As a result of the increasing number of refugees from Ukraine, the Swedish government has deemed it necessary to reinstate identity checks at the border to enter its territory through a new temporary law.
The proposal was based on EU regulations for introducing internal border controls in cases of serious danger to public order or internal security. If approved, the temporary law would allow the government to carry out identity checks for bus, train or passenger ship travel to Sweden from abroad for the purpose of law enforcement and national security, TheSchengen.com reports.
In a press release issued on March 15, the Minister of Infrastructure, Thomas Eneroth, said that the government must be prepared with the necessary means to receive people who come to Sweden on an ongoing basis.

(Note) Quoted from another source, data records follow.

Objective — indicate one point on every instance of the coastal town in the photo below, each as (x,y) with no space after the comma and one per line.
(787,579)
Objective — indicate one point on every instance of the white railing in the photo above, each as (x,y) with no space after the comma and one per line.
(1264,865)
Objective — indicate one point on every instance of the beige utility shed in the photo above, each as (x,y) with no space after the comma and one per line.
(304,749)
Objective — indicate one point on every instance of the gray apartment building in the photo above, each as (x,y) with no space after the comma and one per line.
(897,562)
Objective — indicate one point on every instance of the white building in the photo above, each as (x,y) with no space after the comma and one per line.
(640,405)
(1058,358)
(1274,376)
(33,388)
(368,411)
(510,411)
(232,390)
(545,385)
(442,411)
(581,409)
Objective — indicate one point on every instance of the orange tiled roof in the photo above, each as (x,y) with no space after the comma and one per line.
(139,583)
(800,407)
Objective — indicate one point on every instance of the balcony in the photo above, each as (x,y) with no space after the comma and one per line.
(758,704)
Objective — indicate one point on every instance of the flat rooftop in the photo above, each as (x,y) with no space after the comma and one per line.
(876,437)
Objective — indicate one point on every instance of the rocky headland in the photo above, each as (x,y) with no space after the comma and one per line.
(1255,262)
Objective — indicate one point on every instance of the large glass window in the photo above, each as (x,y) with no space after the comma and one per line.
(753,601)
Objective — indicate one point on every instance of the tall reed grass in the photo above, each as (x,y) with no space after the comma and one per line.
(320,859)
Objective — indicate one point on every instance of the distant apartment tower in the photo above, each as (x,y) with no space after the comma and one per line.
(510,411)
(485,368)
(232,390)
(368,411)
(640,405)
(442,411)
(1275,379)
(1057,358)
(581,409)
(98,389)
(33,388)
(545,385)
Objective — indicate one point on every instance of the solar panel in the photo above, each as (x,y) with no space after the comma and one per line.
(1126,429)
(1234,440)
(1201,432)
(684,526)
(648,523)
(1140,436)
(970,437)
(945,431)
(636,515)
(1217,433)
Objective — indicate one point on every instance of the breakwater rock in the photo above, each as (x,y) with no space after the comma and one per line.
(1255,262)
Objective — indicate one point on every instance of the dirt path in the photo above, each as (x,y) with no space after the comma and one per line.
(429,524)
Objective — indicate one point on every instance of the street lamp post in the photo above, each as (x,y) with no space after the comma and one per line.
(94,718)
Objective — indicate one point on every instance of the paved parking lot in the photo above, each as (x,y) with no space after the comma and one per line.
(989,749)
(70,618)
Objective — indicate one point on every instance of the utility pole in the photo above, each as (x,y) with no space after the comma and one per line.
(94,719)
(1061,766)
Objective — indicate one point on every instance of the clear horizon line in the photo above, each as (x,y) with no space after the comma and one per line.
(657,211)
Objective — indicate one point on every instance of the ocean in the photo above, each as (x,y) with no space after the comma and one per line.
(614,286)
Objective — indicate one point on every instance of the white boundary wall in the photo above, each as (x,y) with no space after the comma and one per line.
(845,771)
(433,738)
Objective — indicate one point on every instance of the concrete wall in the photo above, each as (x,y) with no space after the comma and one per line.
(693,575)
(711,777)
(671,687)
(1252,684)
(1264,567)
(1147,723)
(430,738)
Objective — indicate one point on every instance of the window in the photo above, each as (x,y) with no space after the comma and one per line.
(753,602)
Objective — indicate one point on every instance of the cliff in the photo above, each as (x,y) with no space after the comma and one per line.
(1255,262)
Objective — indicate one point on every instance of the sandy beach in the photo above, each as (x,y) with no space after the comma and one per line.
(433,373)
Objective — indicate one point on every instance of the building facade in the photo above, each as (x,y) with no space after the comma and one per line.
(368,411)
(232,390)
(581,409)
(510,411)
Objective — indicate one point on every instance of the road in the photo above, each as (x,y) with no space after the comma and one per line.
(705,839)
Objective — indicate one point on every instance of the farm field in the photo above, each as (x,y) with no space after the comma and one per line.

“The government assesses that the situation may become so serious that immediate measures may be necessary to maintain law and order and protect national security,” the press release read.
According to the Swedish government, the law is proposed to be in effect for three years from its entry into force. The same will enable the government to adopt guidelines on identity verification for a maximum of six months.
In 2015, Sweden adopted the same law in order to carry out identity checks at internal borders during the refugee crisis. However, the law was temporary and is no longer in effect.
That is why the Ministry of Infrastructure will propose a new temporary law with relevant provisions.
“The government recognizes that reintroducing identity checks affects both the traveler and the passengers. Therefore, these checks should not be used too much or for longer than necessary.”
In order to provide the help they need, the European Union has decided to activate the Temporary Protection Directive which enables Ukrainian refugees to obtain temporary protection in EU countries, including here in Sweden.
In response to the current situation, the Temporary Protection Directive provides immediate protection and rights, reduces pressure on national asylum systems and increases solidarity and responsibilities-sharing.
Data show that since the Russian invasion of Ukraine, more than three million people have fled the war zone.
According to the Swedish Migration Agency, from February 24 to March 10, the number of Ukrainian citizens who applied for protection reached nearly 5,290. While on March 14, the agency recorded about 1,049 people coming from Ukraine.
The Swedish Migration Agency also estimated that 27,000 people would come to Sweden in March and June, while the higher figure puts that number at 212,000.